George Edward Rath (March 29, 1913 – November 18, 1995) was the seventh Bishop of Newark.

==Biography==
Rath was born in Buffalo, New York, and ordained as a deacon in 1938. He received his undergraduate degree cum laude from Harvard University in 1933, and a master of divinity degree from Union Theological Seminary in 1936. He was ordained as a priest in 1939 for the Diocese of New York where he served as college chaplain for Columbia University and New York University. In 1941 he became the vicar of All Saints Church in Millington, New Jersey. He later became the rector of the church and then the Archdeacon of Morris County.

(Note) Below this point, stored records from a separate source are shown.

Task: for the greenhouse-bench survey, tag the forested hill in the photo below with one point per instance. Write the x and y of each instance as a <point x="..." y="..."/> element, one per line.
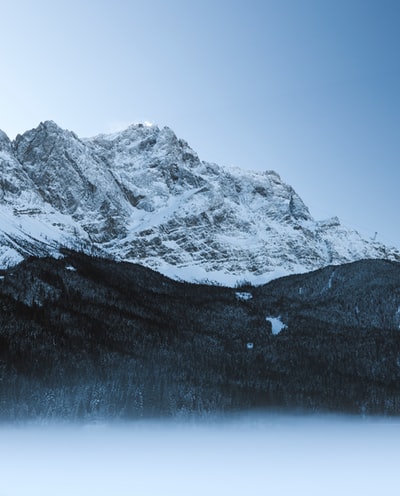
<point x="83" y="337"/>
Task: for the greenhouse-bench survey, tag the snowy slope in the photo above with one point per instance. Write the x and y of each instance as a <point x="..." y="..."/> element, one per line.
<point x="143" y="195"/>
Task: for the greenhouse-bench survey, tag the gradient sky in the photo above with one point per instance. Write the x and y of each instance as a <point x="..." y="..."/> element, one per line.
<point x="309" y="88"/>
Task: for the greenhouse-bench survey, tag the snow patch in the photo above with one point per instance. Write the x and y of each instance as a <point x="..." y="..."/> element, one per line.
<point x="277" y="324"/>
<point x="243" y="296"/>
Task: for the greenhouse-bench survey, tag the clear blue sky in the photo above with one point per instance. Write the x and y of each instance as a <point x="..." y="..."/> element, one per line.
<point x="309" y="88"/>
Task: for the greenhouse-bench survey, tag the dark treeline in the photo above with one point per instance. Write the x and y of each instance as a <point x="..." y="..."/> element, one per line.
<point x="83" y="337"/>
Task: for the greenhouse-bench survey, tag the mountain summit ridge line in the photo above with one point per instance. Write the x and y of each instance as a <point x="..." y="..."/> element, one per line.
<point x="143" y="195"/>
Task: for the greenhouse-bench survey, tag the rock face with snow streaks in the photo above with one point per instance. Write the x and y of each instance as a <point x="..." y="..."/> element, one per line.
<point x="143" y="195"/>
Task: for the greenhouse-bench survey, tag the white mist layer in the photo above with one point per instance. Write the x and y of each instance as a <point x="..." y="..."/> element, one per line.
<point x="255" y="456"/>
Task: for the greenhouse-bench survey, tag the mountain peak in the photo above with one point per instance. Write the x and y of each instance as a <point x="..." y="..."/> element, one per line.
<point x="143" y="195"/>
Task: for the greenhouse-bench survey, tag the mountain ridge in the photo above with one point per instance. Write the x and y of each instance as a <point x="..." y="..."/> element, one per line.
<point x="143" y="195"/>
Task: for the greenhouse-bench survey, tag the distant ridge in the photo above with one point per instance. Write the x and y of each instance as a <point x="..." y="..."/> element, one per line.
<point x="143" y="195"/>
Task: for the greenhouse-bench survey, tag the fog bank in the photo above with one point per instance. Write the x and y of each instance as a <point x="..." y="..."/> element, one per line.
<point x="257" y="455"/>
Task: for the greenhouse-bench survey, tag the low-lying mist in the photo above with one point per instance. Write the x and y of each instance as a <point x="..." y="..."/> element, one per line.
<point x="254" y="455"/>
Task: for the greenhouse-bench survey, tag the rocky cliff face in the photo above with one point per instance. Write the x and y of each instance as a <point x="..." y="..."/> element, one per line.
<point x="143" y="195"/>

He was elected suffragan bishop of Newark in 1964 when he succeeded Donald MacAdie. He was consecrated by Arthur C. Lichtenberger as chief consecrator.

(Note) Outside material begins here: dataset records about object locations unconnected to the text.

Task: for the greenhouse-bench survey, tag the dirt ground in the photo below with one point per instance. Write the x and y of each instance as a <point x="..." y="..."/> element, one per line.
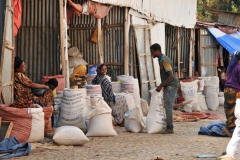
<point x="184" y="144"/>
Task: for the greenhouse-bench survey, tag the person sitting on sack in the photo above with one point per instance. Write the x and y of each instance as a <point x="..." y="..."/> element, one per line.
<point x="117" y="103"/>
<point x="23" y="87"/>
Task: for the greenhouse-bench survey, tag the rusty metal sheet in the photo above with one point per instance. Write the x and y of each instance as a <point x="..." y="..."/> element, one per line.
<point x="146" y="66"/>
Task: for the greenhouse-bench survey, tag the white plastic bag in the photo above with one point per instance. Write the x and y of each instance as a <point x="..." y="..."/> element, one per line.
<point x="211" y="100"/>
<point x="237" y="109"/>
<point x="69" y="135"/>
<point x="233" y="147"/>
<point x="189" y="91"/>
<point x="156" y="118"/>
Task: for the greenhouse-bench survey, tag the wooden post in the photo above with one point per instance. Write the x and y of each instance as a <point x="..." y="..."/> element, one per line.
<point x="191" y="52"/>
<point x="178" y="51"/>
<point x="63" y="41"/>
<point x="100" y="48"/>
<point x="126" y="42"/>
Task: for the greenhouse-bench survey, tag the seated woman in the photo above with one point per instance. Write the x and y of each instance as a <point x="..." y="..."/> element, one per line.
<point x="23" y="87"/>
<point x="117" y="103"/>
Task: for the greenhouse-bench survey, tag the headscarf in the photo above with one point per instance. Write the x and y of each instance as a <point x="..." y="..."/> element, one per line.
<point x="17" y="62"/>
<point x="234" y="61"/>
<point x="106" y="86"/>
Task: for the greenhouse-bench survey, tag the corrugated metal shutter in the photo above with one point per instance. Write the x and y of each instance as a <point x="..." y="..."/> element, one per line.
<point x="37" y="42"/>
<point x="2" y="19"/>
<point x="208" y="54"/>
<point x="81" y="30"/>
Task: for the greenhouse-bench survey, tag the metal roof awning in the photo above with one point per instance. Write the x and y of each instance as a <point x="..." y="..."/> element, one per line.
<point x="230" y="43"/>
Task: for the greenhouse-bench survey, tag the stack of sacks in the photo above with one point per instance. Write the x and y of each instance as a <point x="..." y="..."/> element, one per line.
<point x="131" y="85"/>
<point x="72" y="105"/>
<point x="100" y="118"/>
<point x="233" y="147"/>
<point x="28" y="123"/>
<point x="156" y="118"/>
<point x="221" y="98"/>
<point x="211" y="90"/>
<point x="134" y="120"/>
<point x="189" y="91"/>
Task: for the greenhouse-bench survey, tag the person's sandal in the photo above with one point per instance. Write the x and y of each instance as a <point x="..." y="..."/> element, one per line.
<point x="166" y="131"/>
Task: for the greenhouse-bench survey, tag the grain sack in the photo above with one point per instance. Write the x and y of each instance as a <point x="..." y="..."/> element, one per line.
<point x="28" y="123"/>
<point x="95" y="90"/>
<point x="69" y="135"/>
<point x="144" y="107"/>
<point x="233" y="147"/>
<point x="189" y="91"/>
<point x="129" y="98"/>
<point x="156" y="118"/>
<point x="202" y="102"/>
<point x="117" y="87"/>
<point x="72" y="105"/>
<point x="221" y="101"/>
<point x="237" y="109"/>
<point x="211" y="100"/>
<point x="100" y="123"/>
<point x="134" y="120"/>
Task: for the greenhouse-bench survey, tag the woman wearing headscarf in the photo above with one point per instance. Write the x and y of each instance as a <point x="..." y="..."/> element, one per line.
<point x="117" y="103"/>
<point x="23" y="87"/>
<point x="232" y="92"/>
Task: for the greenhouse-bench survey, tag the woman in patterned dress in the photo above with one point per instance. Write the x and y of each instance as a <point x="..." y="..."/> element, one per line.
<point x="23" y="87"/>
<point x="117" y="103"/>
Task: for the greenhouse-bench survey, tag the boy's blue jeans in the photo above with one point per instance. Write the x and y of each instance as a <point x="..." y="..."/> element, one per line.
<point x="169" y="94"/>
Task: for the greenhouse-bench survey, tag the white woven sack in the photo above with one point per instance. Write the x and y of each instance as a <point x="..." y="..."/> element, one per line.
<point x="37" y="129"/>
<point x="73" y="93"/>
<point x="69" y="135"/>
<point x="237" y="109"/>
<point x="233" y="147"/>
<point x="134" y="120"/>
<point x="100" y="119"/>
<point x="156" y="118"/>
<point x="101" y="125"/>
<point x="212" y="100"/>
<point x="202" y="102"/>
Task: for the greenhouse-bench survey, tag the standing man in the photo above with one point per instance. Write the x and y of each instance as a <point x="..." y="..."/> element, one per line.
<point x="169" y="84"/>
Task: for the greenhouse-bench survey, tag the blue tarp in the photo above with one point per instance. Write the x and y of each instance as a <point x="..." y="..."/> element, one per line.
<point x="230" y="43"/>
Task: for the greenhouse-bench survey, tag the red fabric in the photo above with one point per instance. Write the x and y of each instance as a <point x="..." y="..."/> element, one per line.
<point x="98" y="10"/>
<point x="22" y="121"/>
<point x="60" y="79"/>
<point x="194" y="116"/>
<point x="17" y="15"/>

He was elected coadjutor bishop on May 2, 1970. He became diocesan bishop in 1974 and retired in 1978. As bishop, he championed the causes of the civil rights movement, the anti-Vietnam War movement, and prayer book reform. He was also a long-standing supporter of ordination for women, but waited to do so until the practice had been definitively approved by the Episcopal Church, unlike more radical bishops.

He and his wife, Margaret, had two children.